# At what age is a puppy considered fully grown?



## Blondie (Oct 10, 2009)

My Maggie will be 8 months old tomorrow and weighing at last weighed 43.3 pounds a couple of weeks ago. My DH as of late has been making concerning comments regarding Maggie's size. I know that slow growth is best, but just wondering at what age is growth considered complete? Maggie's mother is about 55 pounds and her father about 80 pounds. The vet thought Maggie would then be around 60 - 65 pounds. Maggie is very fit at this point and I want to keep her that way.
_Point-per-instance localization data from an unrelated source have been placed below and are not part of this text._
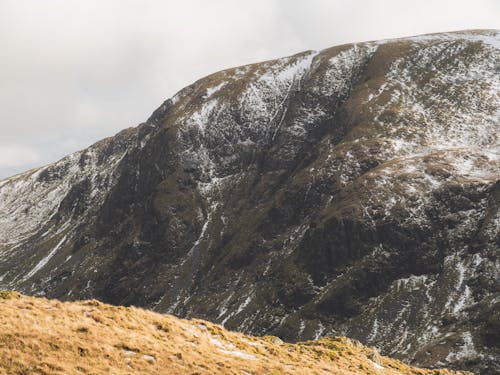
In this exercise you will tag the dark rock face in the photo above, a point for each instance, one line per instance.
(351, 191)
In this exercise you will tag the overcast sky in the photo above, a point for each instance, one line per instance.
(73, 72)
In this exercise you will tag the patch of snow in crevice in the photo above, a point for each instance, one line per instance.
(43, 261)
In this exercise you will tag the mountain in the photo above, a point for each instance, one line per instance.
(352, 191)
(132, 340)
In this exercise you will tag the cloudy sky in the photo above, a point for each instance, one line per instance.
(73, 72)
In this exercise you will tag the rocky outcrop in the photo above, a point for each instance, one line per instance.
(350, 191)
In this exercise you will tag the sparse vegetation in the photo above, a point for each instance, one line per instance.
(40, 336)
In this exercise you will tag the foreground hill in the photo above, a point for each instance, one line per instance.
(40, 336)
(351, 191)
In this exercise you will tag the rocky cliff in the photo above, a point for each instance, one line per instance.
(351, 191)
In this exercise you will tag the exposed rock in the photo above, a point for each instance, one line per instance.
(352, 191)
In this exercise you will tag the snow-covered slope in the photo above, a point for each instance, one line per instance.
(353, 190)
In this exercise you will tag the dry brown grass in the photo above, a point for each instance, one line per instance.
(40, 336)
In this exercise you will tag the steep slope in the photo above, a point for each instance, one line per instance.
(352, 191)
(91, 337)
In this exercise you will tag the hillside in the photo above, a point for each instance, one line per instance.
(352, 191)
(40, 336)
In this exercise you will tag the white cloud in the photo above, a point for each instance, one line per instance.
(12, 156)
(83, 70)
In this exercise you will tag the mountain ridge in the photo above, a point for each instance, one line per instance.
(334, 191)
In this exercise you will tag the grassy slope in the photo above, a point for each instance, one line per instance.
(40, 336)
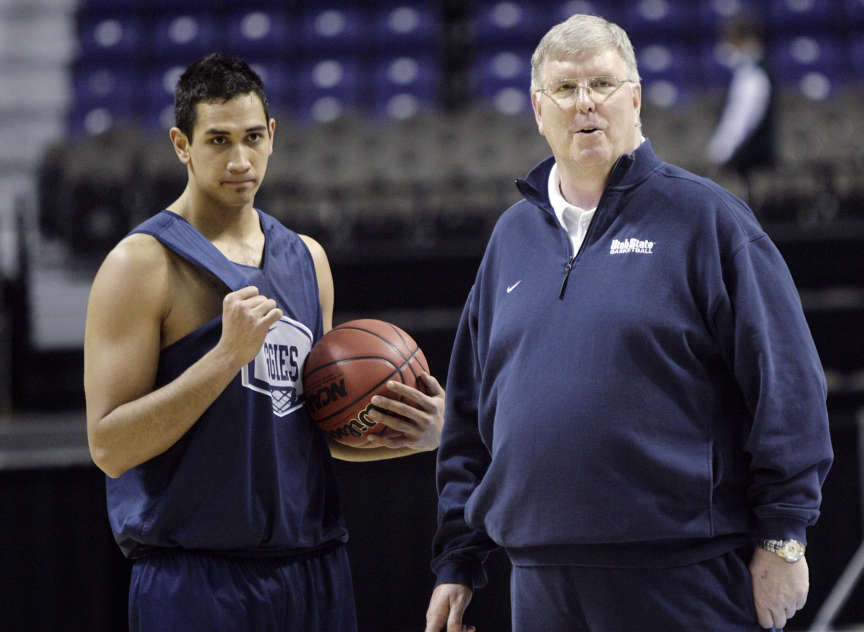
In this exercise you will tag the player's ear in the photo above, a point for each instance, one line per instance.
(535, 104)
(181, 144)
(272, 129)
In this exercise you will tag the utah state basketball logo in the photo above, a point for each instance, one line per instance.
(276, 370)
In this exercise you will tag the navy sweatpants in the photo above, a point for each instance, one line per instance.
(200, 592)
(711, 596)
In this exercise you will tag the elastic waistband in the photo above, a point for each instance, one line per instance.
(282, 556)
(657, 554)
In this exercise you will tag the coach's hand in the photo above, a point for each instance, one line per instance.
(779, 588)
(246, 318)
(446, 607)
(413, 423)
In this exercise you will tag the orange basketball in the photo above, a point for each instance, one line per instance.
(350, 364)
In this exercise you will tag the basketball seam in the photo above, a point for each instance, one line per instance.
(357, 399)
(380, 337)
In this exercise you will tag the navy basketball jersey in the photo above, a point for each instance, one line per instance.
(253, 475)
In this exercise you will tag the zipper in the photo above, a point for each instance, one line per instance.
(569, 266)
(567, 269)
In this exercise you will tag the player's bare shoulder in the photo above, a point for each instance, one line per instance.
(136, 270)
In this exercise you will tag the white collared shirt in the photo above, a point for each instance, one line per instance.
(575, 220)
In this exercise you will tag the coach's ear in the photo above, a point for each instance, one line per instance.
(181, 144)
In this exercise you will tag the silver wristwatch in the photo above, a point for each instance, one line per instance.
(789, 550)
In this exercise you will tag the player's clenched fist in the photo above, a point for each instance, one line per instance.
(246, 318)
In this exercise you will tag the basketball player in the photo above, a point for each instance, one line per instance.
(220, 487)
(634, 397)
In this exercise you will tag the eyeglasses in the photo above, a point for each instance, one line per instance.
(566, 92)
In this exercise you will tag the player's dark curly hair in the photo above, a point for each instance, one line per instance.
(215, 77)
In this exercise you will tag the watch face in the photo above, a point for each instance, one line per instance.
(792, 550)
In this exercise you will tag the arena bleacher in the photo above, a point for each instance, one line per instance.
(401, 126)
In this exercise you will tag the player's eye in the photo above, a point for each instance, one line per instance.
(602, 83)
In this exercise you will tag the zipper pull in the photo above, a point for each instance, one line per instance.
(567, 269)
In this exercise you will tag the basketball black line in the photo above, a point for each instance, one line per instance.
(357, 399)
(399, 333)
(379, 336)
(332, 362)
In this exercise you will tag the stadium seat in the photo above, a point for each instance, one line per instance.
(279, 82)
(185, 37)
(103, 85)
(559, 10)
(328, 88)
(794, 55)
(855, 12)
(404, 85)
(713, 14)
(94, 8)
(109, 37)
(334, 29)
(793, 16)
(502, 78)
(856, 54)
(182, 6)
(257, 32)
(648, 18)
(506, 23)
(406, 25)
(157, 111)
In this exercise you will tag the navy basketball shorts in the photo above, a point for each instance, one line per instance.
(715, 595)
(199, 592)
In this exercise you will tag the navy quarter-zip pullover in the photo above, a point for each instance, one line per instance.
(654, 399)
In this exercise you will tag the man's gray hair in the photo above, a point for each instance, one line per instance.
(581, 34)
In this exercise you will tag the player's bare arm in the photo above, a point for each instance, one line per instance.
(128, 422)
(412, 428)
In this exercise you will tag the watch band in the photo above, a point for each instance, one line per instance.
(789, 550)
Thanks~


----------



## OrdinaryEllen (Jun 20, 2010)

*good topic for discussion*

I have wondered about this my self and have read so many different opinions regarding when a Golden is physically mature, etc.

I think about this mostly when trying to decide about food choices and amounts. Piper will be one on August 15 and he still eats puppy food.

There are folks who feed puppy food past one year and others who switch at six or seven months. It's all very confusing.

When I go for the one year check up, I'll chat up my vet once again. But then, I get the idea he thinks I worry too much.


----------



## HovawartMom (Aug 10, 2006)

And those who never put their pups, on puppyfood,like me!.
I consider a pup,adult at a year old but weight will still add on,till they are 2 or 3 yrs old,depending on gender and line!.


----------



## Ljilly28 (Jan 22, 2008)

My Tango was a big baby pup, but maxed out at 55 pounds as an adult. She was about 50 pounds at 8 months. At 8 months, my Copley was 72 pounds( and now 75 lbs at 9 months, and the vet says he is a few pounds too thin- wants to see him at 77 right now. It's crazy how they vary in bone density and muscle, as well as height.


----------



## kira (Jan 13, 2009)

Murphy was the biggest puppy in his litter and everyone thought he was HUGE when he was a baby. When he was 10 or 11 weeks, the vet guessed that he might top out at 80+. But now, at 16 months he is 55lbs. He is very muscular, just not very tall. His father was 75lbs so I can see him filling out a bit more and ending up around 65lbs, but no idea if that will happen since he hasn't gained any weight in the last 4 months.


----------



## Lestorm (Feb 25, 2007)

Pups become adults at 12 months but continue to mature for several years after. Just because they are classed as adults doesnt make them grown ups - a bit like humans!!


----------